Time to close requests
Another question we can ask is how long it takes to repair a pothole. This can tell us about the efficiency of the city in addressing potholes in different neighborhoods.
Many requests are closed in a matter of seconds, probably by an automated system. Requests that are closed in under one hour are likely being closed because they are duplicates or otherwise invalid. Since we are interested in how quickly potholes are being repaired, we will filter out requests that are closed in less than one hour.
# add column for duration in hours
# filter out instances where issue is closed in less than 1 minute
# count mean hours to close per neighborhood
pothole_hours <-
pothole_data |>
mutate(hours = as.double(closed_dt - open_dt, "hours")) |>
filter(hours > 1) |>
filter(!is.na(nbh_name)) |>
group_by(nbh_name) |>
summarise(mean_hours = mean(hours, na.rm = TRUE), ) |>
st_drop_geometry()pothole_hours |> arrange(desc(mean_hours))Here it is as a map.
# merge tables together
neighborhood |>
left_join(pothole_hours, by = "nbh_name") |>
ggplot() +
geom_sf(aes(fill = mean_hours)) +
ggrepel::geom_label_repel(
aes(label = nbh_name, geometry = geometry),
force = 10,
alpha = 0.8,
stat = "sf_coordinates",
size = 2.5,
segment.color = "white"
) +
labs(fill = "Mean hours to close request") +
scale_fill_viridis_c() +
theme_void()
Where the number of potholes per road mile seemed highly concentrated in the city center, the time to close requests is more evenly distributed across neighborhoods. Longwood is the slowest to close requests, with a mean response time of 164 hours, while Fenway and Mission Hill are the fastest, with mean response times of 53 and 52 hours, respectively.
Summary
Potholes count
- Based on raw counts, Dorchester has the most reported potholes (Figure 1). However, it also has the greatest number of road miles (Table 1).

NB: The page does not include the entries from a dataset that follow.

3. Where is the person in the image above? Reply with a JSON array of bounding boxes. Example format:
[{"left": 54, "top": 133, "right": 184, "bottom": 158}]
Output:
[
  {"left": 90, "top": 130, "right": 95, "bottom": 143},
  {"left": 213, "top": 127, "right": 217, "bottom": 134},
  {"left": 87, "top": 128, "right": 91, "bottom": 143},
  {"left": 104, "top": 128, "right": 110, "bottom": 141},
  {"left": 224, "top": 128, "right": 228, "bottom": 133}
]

- When we normalize by miles of road, we find the greatest number of potholes per mile of road are found in Back Bay, followed by Downtown, South End, and Beacon Hill (Table 3).
Time to close requests
- The time to close requests ranges from 52 to 164 hours, with Longwood being the slowest and Fenway and Mission Hill being the fastest (Table 4).
- There is a bit of a cluster of slow response times in the center of the city, but the distribution is more even than the potholes per mile of road (Figure 3). Fenway is a bit of an outlier, since it is near the city center but has fast response times.
Next steps
With more time, it would be interesting to assess how response time relates to the demographics of each neighborhood (e.g., income, percent white).

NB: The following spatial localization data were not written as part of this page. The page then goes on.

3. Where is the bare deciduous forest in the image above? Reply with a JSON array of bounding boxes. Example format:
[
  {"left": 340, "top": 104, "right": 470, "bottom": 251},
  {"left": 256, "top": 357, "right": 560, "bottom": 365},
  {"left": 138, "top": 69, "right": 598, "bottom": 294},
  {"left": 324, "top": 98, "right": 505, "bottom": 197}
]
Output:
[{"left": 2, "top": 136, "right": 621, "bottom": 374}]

It would also be interesting to try to determine if there is a systematic bias in reporting. For example, maybe more potholes are reported in wealthy neighborhoods because residents are more likely to report issues, not because there actually are more potholes.
Finally, it would be interesting to look at the distribution of potholes and response times over time. For example, are there more potholes in the winter? Are response times longer in the summer when there are more requests?